In one of his sharpest attacks yet on Narendra Modi, former prime minister Manmohan Singh said his successor's rule has not been good for India as he "failed" the electorate and led a government that was "mostly silent" on incidents of communal violence, mob lynching and cow vigilantism.
Singh, while speaking at the launch of Congress leader Shashi Tharoor's new book on Friday, alleged that under the present dispensation the environment in universities and national institutions like the Central Bureua of Investigation was being vitiated and dissent stifled.
His remarks came amid the current crisis in the CBI, whose top two bosses were divested of their powers and sent on leave by the government.
In a scathing criticism of Modi, Singh said he was elected as the 14th prime minister of India on the back of many lofty promises, but in the past four years, he and his government "failed" their electorate and eroded the voters' faith.
He said Modi is a "paradoxical prime minister" and Tharoor has demonstrated this through his "superbly written and devastatingly accurate book".
Tharoor's book is titled The Paradoxical Prime Minister: Narendra Modi and His India.
"He (Modi) has spoken of being a prime minister for all Indians but the government he presides over has been mostly silent in the face of widespread communal violence, mob lynching and cow vigilantism.
"At the same time, academic freedoms are being sought to be curbed.

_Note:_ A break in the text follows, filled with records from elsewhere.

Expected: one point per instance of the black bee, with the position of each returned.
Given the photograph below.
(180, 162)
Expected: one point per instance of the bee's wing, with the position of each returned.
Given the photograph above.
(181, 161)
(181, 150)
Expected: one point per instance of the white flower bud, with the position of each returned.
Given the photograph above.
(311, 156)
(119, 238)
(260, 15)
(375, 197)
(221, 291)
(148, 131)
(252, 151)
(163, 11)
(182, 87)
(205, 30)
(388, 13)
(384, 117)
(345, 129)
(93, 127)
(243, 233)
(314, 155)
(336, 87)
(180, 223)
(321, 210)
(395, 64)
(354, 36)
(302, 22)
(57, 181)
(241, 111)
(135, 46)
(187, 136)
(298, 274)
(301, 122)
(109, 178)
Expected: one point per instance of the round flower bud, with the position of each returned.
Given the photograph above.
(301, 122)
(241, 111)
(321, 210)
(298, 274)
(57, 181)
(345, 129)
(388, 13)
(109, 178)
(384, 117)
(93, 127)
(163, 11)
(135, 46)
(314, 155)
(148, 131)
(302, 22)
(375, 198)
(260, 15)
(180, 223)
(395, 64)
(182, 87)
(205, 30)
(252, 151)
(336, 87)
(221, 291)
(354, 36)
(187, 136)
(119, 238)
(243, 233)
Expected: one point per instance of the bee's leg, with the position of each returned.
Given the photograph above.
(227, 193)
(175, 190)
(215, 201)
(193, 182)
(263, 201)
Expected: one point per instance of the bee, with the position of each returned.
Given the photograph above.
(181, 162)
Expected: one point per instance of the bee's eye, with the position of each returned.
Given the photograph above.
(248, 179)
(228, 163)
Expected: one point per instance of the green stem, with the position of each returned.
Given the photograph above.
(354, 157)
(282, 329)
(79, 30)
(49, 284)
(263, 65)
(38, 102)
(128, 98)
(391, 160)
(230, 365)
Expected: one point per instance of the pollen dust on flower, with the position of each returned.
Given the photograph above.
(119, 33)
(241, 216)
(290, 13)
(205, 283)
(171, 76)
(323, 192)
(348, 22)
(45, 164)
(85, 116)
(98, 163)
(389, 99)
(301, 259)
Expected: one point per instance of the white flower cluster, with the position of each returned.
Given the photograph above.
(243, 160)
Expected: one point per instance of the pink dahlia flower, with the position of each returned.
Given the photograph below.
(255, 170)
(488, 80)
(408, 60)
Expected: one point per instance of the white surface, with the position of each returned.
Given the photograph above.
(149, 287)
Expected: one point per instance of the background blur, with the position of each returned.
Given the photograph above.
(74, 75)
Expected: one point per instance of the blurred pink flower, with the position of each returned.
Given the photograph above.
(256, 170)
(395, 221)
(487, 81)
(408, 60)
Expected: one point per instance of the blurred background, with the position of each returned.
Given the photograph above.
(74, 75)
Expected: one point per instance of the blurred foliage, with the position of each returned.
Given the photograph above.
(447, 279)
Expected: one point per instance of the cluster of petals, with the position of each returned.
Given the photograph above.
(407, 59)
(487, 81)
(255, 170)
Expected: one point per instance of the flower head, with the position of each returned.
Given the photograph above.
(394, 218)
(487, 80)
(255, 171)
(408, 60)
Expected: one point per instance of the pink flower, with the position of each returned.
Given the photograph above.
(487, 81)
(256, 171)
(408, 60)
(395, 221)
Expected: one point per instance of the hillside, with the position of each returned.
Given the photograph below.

The environment in our universities and national institutions like the CBI is being vitiated and dissent stifled," Singh alleged.
His criticism of the government's economic policies was even more severe as the former prime minister said nothing concrete had been done to bring back the "promised billions of dollars" allegedly held abroad as black money.
The "hastily-implemented" demonetisation and GST have proved to be "disastrous" for the economy, Singh said.
Petrol and diesel prices are at a "historic high" despite the fall in international crude oil prices because the Modi government chose to levy excessive excise duties instead of passing the benefits of low prices to the people of India, he said, adding that Modi, instead, has thought it fit to "punish our people".
Singh also alleged that Modi presides over a "fearful population, an economy that has been set back by foolhardy initiatives, painful lack of jobs, the growing distress among India's farming communities, a devastating number of farmer suicides, insecure borders, instability in Kashmir, and the palpable failure in implementation of even laudable initiatives like Swachch Bharat, Skill Development, Make in India and Beti Bachao, Beti Padhao".
"This is what he presides over, and not a secular, plural, free and equal society that was... envisioned and built in its six and a half decades as a free nation," he added.
Modi's rule has "not been good" for India and it all arises from the Modi paradox that Tharoor has shown in his book, he said.
"Much of what the Modi government is all about has turned out to be little more than a series of empty gestures...with very little substance having been achieved on the ground," he said.